Al ministro Giuseppe Valditara, in occasione della presentazione del suo libro, “Alle radici romane della Costituzione” (Guerini e Associati) gli è stato chiesto dal “Il Giornale” il rapporto fra la nostra Carta e le radici da cui proviene; ma soprattutto la correlazione tra la giustizia e la politica, dopo l’assoluzione di Berlusconi al processo Ruby ter:
“A partire dagli anni Sessanta, una certa giurisprudenza si è arrogata il potere di dare un’interpretazione costituzionalmente orientata alle leggi e di interpretarle talvolta in modo difforme dalla volontà del legislatore”, con cui “La magistratura ha sempre più accresciuto il suo ruolo a scapito del legislativo e dell’esecutivo. E così la tradizionale tripartizione dei poteri che risale a Montesquieu è andata in crisi”.

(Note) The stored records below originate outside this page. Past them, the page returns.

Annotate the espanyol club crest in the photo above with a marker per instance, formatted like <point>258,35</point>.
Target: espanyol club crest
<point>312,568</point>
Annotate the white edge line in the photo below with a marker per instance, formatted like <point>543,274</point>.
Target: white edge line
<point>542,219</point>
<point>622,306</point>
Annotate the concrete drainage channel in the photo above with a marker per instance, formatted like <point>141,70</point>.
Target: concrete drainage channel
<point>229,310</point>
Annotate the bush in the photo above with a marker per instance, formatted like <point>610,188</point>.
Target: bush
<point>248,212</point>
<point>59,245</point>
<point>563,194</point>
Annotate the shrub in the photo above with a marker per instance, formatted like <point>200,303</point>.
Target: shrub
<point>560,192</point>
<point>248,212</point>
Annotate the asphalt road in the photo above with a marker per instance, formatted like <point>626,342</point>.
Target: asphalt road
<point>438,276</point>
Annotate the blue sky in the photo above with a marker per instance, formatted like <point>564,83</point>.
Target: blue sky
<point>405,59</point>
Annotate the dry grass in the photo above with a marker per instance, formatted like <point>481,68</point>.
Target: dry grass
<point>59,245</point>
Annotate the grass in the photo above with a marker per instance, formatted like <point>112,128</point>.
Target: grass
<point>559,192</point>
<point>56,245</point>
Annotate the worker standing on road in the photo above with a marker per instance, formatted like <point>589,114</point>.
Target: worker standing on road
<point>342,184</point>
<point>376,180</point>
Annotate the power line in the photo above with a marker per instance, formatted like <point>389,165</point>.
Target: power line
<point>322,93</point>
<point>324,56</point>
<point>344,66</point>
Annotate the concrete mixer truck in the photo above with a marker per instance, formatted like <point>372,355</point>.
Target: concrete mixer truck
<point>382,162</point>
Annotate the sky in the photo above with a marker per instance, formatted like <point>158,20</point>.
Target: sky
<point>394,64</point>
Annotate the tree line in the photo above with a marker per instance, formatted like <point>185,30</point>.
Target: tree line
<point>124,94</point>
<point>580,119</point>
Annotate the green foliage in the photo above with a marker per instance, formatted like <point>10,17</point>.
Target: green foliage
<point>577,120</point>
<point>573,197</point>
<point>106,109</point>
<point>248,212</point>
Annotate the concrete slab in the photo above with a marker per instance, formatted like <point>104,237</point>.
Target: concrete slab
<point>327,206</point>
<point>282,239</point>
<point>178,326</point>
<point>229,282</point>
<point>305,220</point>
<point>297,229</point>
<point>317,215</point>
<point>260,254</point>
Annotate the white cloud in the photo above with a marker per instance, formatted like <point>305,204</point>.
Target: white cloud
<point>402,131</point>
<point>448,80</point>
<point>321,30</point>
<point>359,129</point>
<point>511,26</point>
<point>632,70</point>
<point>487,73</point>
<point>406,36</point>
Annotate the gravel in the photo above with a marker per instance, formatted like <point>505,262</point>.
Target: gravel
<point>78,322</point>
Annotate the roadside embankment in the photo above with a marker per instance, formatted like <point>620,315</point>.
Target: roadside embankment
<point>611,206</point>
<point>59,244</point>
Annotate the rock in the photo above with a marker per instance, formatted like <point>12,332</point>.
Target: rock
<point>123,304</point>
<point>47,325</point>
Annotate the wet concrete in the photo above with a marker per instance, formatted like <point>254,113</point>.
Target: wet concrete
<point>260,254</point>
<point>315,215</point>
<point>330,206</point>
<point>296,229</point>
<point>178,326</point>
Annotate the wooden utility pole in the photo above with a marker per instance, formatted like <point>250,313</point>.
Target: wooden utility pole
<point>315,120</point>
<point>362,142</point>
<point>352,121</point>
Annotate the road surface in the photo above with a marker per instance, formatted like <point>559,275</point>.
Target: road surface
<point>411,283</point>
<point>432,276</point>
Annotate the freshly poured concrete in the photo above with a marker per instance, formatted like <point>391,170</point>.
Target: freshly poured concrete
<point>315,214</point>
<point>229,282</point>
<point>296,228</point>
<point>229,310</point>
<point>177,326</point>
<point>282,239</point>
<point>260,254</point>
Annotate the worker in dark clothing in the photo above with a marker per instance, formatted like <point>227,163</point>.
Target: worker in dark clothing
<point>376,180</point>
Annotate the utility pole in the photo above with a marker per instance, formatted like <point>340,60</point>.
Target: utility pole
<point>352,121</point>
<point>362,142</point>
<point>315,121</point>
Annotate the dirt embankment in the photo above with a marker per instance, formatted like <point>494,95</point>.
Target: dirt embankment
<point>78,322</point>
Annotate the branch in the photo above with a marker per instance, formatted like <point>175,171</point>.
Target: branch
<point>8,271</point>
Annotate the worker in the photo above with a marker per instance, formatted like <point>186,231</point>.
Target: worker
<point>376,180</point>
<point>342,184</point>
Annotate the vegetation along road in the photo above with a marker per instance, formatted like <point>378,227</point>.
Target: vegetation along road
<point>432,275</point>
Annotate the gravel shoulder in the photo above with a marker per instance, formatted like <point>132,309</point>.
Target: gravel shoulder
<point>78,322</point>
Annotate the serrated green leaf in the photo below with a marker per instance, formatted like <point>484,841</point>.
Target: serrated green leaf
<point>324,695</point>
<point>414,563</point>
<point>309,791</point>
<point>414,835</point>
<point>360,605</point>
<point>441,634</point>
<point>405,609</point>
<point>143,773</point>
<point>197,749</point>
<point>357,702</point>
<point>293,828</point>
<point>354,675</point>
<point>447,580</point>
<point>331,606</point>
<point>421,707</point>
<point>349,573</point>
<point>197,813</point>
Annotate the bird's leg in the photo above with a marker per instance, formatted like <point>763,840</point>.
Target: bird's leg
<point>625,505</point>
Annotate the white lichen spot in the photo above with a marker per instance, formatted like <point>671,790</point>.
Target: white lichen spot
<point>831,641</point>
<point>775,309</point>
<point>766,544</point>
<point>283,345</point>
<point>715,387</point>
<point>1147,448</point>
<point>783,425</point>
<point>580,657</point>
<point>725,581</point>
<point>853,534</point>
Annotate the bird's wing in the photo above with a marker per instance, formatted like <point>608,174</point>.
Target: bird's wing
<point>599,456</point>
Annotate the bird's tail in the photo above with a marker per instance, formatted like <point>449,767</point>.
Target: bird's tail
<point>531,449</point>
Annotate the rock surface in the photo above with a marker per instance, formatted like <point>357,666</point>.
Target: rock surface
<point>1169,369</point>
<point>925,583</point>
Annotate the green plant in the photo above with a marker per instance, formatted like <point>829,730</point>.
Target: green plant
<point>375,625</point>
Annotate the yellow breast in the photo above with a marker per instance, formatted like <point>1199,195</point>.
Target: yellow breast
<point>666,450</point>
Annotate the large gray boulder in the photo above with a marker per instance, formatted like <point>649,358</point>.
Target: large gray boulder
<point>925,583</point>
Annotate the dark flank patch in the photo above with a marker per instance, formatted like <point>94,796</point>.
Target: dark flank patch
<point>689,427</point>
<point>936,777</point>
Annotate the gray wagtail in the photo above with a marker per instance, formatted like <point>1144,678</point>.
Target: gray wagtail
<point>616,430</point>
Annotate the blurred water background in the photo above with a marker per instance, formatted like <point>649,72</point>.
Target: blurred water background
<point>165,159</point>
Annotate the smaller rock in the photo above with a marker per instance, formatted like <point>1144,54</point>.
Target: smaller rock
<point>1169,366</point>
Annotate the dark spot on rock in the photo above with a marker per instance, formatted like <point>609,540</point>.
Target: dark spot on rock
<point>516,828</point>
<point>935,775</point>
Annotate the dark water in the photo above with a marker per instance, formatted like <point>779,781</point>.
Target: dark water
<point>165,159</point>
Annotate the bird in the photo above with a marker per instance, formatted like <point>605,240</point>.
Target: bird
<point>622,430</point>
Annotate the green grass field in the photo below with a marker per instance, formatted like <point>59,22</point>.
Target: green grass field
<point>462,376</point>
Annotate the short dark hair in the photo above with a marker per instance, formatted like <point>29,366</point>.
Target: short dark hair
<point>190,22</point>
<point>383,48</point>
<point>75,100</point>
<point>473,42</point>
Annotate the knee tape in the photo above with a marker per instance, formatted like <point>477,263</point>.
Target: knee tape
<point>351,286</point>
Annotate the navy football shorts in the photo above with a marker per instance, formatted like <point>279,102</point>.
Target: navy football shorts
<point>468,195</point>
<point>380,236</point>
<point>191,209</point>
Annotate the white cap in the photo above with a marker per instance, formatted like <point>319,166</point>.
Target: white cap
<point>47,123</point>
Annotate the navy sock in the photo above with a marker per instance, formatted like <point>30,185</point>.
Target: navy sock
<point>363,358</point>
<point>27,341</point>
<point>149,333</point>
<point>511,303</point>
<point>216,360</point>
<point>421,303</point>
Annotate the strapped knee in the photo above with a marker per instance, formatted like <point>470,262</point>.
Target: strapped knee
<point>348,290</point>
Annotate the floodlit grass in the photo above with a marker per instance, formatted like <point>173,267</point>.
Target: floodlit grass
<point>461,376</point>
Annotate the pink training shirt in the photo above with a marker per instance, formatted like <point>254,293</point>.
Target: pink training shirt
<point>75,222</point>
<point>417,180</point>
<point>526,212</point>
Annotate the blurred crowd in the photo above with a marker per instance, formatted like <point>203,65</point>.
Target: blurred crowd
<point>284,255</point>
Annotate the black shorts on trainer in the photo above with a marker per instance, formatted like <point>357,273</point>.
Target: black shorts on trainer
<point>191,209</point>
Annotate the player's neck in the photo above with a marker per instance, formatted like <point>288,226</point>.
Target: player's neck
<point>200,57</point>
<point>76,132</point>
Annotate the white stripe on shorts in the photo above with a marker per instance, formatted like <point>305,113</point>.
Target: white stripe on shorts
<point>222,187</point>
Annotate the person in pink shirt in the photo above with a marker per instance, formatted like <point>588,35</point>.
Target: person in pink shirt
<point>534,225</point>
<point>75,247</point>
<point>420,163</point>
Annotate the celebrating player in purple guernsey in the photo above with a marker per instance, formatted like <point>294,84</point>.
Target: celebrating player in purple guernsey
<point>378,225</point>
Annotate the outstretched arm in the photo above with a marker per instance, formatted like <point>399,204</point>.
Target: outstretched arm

Mentre è sorprendete, per Valditara, “che vi sia chi non rispetti le sentenze e pretenda di affermare una volontà mediatica che non ha nulla a che vedere con la volontà dei giudici. Che invece è l’unica volontà ad essere rilevante. Vi è chi non conosce le regole fondamentali dello Stato di diritto, un fondamento della democrazia, e ciò preoccupa”.
Ma spiega pure, Valditara, il motivo per il quale ha voluto aggiungere al ministero dell’Istruzione anche del Merito: “Per capire cosa si debba intendere per merito dobbiamo coniugare gli articoli 34 e 3 della Costituzione. Il primo intende favorire la prosecuzione nel percorso scolastico dei capaci e meritevoli; l’altro mira a rimuovere gli ostacoli economici e sociali che impediscono ad ogni persona di realizzarsi”.
Nessuna scuola elitari dunque, perché “La scuola deve rimettere in moto l’ascensore sociale che si è bloccato, valorizzando i talenti di ognuno e garantendo ad ogni giovane, in particolare a chi ha più difficoltà, una chance di affermazione nella vita”.
E ancora sulla libertà che la destra vorrebbe minare, dice: “Intanto non conosco una sola norma approvata da un governo di centrodestra che abbia violato le libertà individuali. Semmai, e lo voglio denunciare con forza, trovo che una certa cultura di sinistra, cosiddetta progressista, neghi nei fatti la libertà di opinione con la cancel culture, il politically correct e mettendo al bando le opinioni che non collimano con la vulgata mainstream”.
“In diverse università anglosassoni”, aggiunge ancora Valditara, “ se non sei coerente con un certo orientamento culturalmente prevalente non vieni assunto o puoi essere licenziato”.